E d’altra parte è il denaro che muove il mondo, un motore reso più potente oggi dalla sua immaterialità, uscito dai forzieri e diventato una forza incorporea che mediante lo spostamento di quote crea ricchezze e determina miserie al di sopra di confini e leggi, se non quelle del profitto. E dove il denaro è la misura di tutto, tutto è potenzialmente in vendita, compreso il sistema democratico, che può essere stravolto in oligarchia del denaro. Lo sapeva Petronio, lo prevedeva Mill e l’ha profetizzato più di uno scienziato triste, Schumpeter ad esempio, che indovinava nella democrazia un’indole incline a trasformare la lotta politica in une competizione tra élites per la conquista del mercato dei voti. E è per quello che il primo e più tenace impegno della plutocrazia oggi al governo è quello di svuotare alcuni strumenti giudiziari e penali, per rendere così legittimo non solo il circuito del commercio elettorale, ma ancor più per rendere accettabili setta non addirittura virtuose le commistioni della politica con il denaro, il mercato, la finanzia, il capitale.

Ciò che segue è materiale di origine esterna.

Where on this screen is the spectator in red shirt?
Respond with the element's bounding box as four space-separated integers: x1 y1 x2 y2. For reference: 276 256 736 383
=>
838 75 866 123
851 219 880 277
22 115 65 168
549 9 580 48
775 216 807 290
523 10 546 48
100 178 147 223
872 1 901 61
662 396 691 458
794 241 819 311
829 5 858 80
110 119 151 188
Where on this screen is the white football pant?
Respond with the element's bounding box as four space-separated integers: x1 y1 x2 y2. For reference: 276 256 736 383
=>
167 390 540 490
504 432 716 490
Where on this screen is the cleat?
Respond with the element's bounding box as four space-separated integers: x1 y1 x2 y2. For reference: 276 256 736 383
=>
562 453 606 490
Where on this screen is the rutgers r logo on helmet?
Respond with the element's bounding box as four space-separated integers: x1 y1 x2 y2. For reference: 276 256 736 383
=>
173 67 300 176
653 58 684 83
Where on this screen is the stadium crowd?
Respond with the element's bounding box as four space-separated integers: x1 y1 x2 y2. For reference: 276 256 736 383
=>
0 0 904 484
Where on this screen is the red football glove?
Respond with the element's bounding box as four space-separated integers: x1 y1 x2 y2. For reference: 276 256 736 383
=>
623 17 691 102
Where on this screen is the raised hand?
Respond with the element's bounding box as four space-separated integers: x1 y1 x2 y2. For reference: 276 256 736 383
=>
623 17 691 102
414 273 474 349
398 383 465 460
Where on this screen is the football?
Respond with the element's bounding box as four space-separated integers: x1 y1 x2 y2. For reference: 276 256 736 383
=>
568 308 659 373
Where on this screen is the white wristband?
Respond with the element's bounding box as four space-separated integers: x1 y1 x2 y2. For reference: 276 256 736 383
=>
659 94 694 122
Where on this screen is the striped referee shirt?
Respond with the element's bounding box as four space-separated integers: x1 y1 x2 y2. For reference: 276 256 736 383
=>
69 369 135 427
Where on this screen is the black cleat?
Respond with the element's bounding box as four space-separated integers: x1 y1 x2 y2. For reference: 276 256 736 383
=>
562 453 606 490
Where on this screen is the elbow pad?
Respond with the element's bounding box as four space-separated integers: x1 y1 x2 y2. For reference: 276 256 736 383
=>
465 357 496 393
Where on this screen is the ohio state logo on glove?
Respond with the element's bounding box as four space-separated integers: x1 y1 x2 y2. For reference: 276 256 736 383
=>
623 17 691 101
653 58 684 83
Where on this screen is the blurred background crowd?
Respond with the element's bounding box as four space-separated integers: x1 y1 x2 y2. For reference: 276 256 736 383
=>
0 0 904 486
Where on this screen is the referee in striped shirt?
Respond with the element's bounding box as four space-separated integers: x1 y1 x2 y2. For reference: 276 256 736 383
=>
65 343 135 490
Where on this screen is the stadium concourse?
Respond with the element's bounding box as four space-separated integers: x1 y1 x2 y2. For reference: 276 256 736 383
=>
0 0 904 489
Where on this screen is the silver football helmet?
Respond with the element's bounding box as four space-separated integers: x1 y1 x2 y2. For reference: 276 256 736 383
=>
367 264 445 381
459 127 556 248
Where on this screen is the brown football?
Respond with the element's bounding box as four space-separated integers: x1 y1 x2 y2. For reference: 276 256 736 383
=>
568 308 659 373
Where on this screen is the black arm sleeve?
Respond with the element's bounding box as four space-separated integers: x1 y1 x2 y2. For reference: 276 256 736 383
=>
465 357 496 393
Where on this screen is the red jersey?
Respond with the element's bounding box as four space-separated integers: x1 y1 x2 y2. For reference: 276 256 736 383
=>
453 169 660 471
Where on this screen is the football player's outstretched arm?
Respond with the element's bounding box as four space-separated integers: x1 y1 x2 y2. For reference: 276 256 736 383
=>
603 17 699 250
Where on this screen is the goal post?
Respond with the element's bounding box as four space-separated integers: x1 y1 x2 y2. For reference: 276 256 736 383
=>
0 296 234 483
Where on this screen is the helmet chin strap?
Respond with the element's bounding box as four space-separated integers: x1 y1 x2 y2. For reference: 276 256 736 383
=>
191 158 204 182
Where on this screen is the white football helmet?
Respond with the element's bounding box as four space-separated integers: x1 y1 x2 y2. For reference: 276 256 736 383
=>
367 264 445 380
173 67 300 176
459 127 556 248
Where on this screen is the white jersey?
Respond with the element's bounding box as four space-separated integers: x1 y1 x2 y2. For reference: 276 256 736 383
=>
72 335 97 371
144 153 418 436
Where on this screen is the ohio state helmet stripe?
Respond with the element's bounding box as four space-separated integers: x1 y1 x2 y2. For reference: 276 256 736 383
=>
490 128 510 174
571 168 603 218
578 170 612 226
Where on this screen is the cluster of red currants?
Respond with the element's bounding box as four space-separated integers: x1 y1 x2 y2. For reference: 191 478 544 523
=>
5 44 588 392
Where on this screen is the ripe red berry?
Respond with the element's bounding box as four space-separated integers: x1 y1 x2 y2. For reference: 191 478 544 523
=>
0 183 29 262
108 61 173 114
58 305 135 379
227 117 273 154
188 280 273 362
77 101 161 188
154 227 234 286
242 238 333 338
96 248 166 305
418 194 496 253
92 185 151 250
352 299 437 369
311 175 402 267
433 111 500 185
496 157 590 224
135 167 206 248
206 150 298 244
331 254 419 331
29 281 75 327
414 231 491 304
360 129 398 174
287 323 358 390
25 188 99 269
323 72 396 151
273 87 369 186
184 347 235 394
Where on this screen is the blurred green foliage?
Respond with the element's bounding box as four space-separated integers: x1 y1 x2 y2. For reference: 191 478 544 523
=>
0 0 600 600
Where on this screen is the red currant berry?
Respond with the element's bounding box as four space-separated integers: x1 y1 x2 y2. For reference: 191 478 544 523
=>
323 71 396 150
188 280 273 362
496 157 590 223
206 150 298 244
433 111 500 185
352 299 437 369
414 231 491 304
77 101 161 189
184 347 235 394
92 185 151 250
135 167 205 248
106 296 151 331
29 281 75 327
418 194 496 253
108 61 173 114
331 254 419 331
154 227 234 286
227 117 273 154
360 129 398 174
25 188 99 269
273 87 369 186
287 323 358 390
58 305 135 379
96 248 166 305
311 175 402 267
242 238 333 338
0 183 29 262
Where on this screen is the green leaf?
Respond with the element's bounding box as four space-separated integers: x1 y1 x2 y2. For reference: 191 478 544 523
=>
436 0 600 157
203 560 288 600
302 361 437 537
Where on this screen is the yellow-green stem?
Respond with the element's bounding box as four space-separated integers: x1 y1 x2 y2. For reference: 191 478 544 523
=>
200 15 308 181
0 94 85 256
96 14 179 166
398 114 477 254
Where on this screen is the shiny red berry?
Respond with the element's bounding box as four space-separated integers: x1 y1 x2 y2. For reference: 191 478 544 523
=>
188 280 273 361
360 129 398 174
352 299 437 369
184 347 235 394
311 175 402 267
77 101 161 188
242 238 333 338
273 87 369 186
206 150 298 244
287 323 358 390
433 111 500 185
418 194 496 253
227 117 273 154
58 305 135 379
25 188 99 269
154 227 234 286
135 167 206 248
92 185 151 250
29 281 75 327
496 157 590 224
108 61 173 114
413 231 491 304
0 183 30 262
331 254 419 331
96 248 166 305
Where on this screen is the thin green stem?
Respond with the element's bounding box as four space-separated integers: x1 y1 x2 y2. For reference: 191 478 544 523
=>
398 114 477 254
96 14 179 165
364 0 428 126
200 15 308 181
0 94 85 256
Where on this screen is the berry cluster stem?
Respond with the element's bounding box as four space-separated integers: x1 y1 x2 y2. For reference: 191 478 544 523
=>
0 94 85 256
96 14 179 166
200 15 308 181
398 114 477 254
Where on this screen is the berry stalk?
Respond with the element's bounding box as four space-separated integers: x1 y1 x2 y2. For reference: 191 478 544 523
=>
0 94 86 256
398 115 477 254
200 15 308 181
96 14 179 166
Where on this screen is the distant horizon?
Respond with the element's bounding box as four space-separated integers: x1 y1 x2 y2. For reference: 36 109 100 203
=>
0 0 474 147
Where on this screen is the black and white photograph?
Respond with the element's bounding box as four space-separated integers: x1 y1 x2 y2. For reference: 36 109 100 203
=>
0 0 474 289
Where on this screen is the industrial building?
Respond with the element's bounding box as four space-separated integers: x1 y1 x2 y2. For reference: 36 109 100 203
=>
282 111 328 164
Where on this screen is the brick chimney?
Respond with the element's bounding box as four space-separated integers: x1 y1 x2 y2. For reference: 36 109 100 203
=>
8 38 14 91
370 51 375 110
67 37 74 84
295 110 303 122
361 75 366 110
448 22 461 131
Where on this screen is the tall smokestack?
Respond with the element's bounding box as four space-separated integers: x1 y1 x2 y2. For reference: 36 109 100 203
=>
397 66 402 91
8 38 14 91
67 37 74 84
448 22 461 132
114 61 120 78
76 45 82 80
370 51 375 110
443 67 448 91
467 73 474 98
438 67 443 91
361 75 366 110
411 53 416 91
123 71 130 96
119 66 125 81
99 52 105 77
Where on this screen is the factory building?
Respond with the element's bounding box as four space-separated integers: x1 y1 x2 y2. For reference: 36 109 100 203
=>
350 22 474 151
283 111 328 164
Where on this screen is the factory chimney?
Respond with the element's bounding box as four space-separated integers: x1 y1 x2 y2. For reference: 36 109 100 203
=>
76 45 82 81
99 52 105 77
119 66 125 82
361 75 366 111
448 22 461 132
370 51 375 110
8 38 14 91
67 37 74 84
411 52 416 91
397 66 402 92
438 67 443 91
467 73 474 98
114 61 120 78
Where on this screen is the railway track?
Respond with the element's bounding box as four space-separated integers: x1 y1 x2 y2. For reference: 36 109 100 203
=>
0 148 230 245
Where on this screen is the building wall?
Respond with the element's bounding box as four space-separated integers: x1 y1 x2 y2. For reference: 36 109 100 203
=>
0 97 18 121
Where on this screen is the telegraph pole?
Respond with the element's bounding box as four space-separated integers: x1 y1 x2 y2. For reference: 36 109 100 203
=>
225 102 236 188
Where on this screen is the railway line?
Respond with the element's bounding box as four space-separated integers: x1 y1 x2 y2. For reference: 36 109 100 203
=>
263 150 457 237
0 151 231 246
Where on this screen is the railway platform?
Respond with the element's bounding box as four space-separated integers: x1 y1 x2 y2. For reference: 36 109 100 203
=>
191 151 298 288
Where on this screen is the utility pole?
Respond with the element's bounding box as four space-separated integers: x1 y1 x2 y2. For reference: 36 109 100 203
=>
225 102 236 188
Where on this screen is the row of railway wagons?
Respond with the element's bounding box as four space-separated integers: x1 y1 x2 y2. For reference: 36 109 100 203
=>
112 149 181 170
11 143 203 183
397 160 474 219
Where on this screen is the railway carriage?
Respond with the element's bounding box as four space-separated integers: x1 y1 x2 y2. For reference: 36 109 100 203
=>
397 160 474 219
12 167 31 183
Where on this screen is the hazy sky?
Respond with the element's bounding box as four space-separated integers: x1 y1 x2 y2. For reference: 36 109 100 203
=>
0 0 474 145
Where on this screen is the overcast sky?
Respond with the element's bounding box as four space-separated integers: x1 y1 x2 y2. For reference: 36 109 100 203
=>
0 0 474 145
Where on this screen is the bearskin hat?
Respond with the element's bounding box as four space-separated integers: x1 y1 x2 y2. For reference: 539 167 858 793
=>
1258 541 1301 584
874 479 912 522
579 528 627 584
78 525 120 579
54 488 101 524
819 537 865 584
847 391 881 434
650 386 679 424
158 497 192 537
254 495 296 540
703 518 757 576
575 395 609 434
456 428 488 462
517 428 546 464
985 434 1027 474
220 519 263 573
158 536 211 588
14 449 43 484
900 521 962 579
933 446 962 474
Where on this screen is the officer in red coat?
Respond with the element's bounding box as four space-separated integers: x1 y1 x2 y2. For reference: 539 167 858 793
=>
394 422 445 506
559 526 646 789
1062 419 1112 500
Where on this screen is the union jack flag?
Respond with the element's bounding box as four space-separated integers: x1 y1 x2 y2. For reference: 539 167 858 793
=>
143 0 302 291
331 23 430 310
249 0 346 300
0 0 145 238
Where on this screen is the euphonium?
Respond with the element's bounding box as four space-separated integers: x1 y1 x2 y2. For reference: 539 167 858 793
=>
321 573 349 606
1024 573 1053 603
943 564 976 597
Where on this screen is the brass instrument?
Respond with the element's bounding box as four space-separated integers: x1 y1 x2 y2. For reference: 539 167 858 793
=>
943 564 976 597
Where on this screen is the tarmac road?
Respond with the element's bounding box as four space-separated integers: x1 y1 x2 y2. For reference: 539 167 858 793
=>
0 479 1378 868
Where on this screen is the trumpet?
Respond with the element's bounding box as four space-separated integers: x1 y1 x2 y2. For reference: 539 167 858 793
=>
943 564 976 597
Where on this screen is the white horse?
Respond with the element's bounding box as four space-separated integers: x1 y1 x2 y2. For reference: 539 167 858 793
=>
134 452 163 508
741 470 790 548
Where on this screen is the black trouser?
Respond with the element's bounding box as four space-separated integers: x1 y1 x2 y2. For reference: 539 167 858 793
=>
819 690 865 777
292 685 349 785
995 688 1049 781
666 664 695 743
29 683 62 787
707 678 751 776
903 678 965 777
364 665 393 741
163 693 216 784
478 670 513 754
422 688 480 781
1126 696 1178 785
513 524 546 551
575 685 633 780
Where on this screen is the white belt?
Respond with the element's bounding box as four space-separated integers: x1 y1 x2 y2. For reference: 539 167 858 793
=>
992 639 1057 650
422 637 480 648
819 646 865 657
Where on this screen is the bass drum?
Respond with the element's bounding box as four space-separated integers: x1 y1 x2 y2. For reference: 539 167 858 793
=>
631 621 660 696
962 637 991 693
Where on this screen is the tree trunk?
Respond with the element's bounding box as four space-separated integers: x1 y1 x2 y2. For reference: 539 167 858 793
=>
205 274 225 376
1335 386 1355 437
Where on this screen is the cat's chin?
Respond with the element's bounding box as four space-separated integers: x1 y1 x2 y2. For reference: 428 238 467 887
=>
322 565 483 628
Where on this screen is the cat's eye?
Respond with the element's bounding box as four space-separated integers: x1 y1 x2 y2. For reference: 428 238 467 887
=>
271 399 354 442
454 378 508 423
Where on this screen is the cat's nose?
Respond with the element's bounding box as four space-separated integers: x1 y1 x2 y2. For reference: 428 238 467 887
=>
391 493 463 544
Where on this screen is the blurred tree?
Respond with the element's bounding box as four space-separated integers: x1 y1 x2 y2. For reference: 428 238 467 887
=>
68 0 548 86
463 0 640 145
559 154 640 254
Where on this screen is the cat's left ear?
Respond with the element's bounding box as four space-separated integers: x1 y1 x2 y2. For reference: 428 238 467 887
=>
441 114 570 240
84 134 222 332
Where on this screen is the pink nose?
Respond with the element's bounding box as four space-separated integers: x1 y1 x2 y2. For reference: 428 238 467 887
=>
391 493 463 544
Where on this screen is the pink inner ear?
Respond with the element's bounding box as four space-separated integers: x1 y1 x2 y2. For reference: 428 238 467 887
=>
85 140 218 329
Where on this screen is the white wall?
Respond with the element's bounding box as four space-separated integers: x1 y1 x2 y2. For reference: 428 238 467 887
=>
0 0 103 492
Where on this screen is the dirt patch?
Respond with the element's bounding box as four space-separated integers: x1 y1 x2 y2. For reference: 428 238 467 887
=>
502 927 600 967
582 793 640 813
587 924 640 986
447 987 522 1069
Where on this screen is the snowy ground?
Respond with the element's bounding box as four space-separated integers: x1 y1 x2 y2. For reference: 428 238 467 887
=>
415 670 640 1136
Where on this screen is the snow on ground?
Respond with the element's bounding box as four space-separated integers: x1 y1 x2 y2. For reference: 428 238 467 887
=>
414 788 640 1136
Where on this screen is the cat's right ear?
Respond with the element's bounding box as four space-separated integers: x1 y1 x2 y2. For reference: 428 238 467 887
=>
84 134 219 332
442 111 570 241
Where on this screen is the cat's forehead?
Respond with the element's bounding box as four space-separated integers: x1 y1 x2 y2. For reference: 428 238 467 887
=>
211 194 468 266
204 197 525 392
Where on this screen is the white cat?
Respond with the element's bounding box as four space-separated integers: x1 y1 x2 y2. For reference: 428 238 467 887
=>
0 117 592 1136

Ma su questo punto va fatta una riflessione autocritica. Proprio Mill parlava del popolo in democrazia raccomandandogli di essere cittadini attivi, critici, capaci di organizzarsi per contare e dissentire in ogni campo. Per fare quello di cui sono capaci piuttosto che aspettare ciò che gli altri sono capaci di fare per loro. Eppure mai come nel rapporto con il mercato e con il sistema finanziario i cittadini hanno esercitato una delega tanto poco responsabile quanto rischiosa. Che contribuisce a motivare il successo e le conseguenti rovine della turbo economia e del sogno globale delle facili ricchezze immateriali. Non avevamo scelto la via rivoluzionaria ma avremmo potuto essere gramsciani invece non attaccando frontalmente lo Stato ma conducendo una lunga lenta e tenace guerra di posizione per conquistare le fortezze le trincee e la casematte della società.

Colpevolmente ci siamo distratti e astratti, accontentandoci delle nostre meschine accumulazioni di scala. E la disattenzione della sinistra ha pesato, quando era connivente, ma anche quando era innocente, motivata magari da un malinteso rifiuto a sporcarsi le man,i come se in una società complessa chi ha a cuore l’interesse generale diventasse vulnerabile, e quindi inaffidabile o corrotto, a causa del doveroso “interesse” al sistema economico. È stata così incrementata una scissione anche psicologica tra società civile e “sistema” politico, ma anche affaristico e economico, lasciando che venissero alimentati populismo, plebiscitarismo e facendo crescere fittizie mobilitazioni di massa contro fittizi nemici, inventati proprio dagli stessi poteri, per darci l’illusione di non essere “esclusi”.
Non abbiamo capito che se era necessario alla democrazia promuovere la connessione tra cittadini, società civile e stato, era rischioso escludere da questa circolazione le relazioni economiche. Se la democrazia è legittimata a governare lo stato deve esserlo anche a governare le imprese economiche. E non si tratta di “facce sognà” di possedere una banca, si tratta di essere cittadini partecipi, vigili e responsabili che vogliono decidere dei propri interessi. Un modo tutto contemporaneo ma forse molto antico di scardinare la tirannide, quella di Cimone e quella di Pericle.